Location: Tehran, Oushan
Architect: Behzad Atabaki
Material: glass & concrete
Design date: 2015
Site area: 5204m2
Architect: Behzad Atabaki
Design Team: Golshan Narimani, Arezou Zarehdar, Mohammadreza Badeleh
Oushan Villa has been designed for a 5,204 square meters lot located in the mountainous region of Oushan; being consolidated from three smaller contiguous lots, each one contains a small one-story building.

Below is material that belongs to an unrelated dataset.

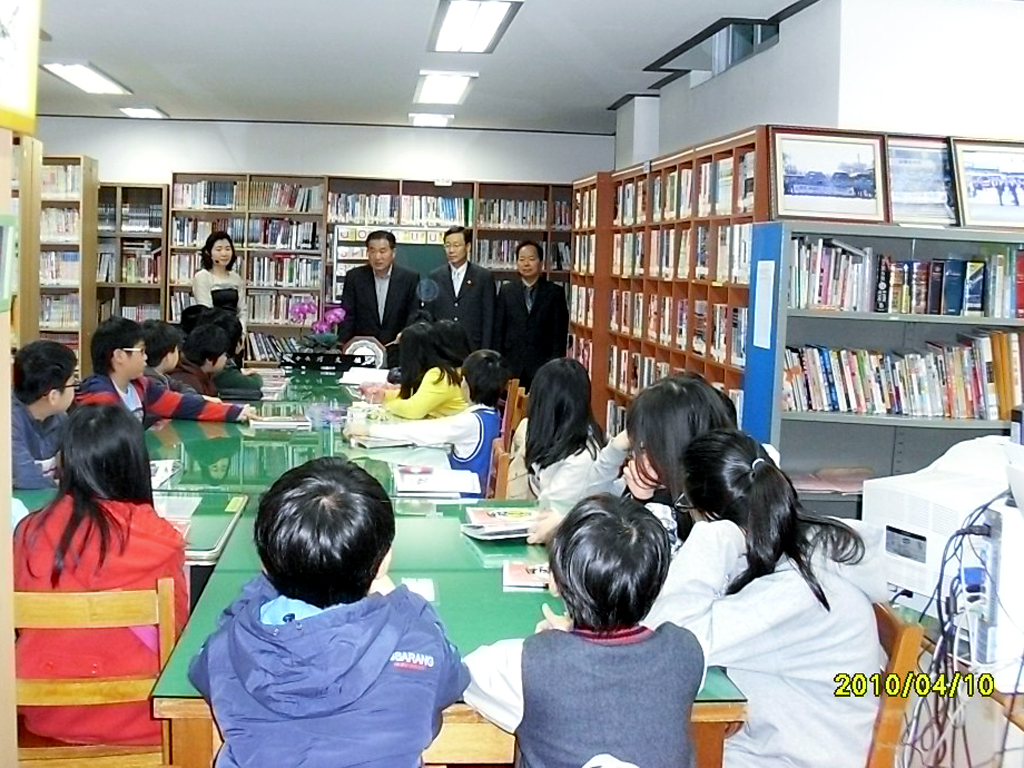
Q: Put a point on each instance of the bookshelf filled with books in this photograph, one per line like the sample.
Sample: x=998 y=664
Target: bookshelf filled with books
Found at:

To meet the spatial demands of the project it was needed to have four floors, each about 600 square meters, as well as a basement, and a total of 2,781 square meters of floor-area. However, the building coverage allowed in the issued license was to be 345 square meters calculated based on the sum total of the existing buildings in the three properties prior to aggregation. Considering the decrease in floor area and the limitation regarding the building height, to gain the 2,781 square meters as planned in the program, it was decided to add the surplus area in the form of cantilevers transferred onto the upper levels.
Considering all these, and also other criteria such as the view of the upper floors onto the mountains and the forest, the view of the garden from the lower floors, and the site potentials it called for levels to have different twists in order to optimize utilizing the light, the view and the land's facilities.
The idea of a long cantilever, stretched beyond the ground floor area, was formed due to the difference between floors area together with the free and figurative twist of the floors.
The physical-visual linkage between all levels has been organized through central void and vertical circulation. The extended sans-column protrusion of the second floor initiates a critical dialogue between elevating the mass off the ground and modernist pilotis. Making an opening in between the ground level plus its division into two distanced parts creates a physical-visual link with the semi-private and the cozy central space. Moreover, having the ground floor in two separate parts would help the structure and provides support for the long cantilever.
The ramp connecting the ground to the first floor has been designed to prolong the presence and motion of the user of this space; this also promotes the scope of the outside landscape and provides a better connection between the viewer and the view. The long cantilever (with 21meters at the farthest point) covers this space like a 7-meter-high extensive ceiling.
The interior spaces has also been designed with regards to initial assumption and program in order to optimize use of space and view- while enjoying the peace and calm expected of such a semi-mountainous villa.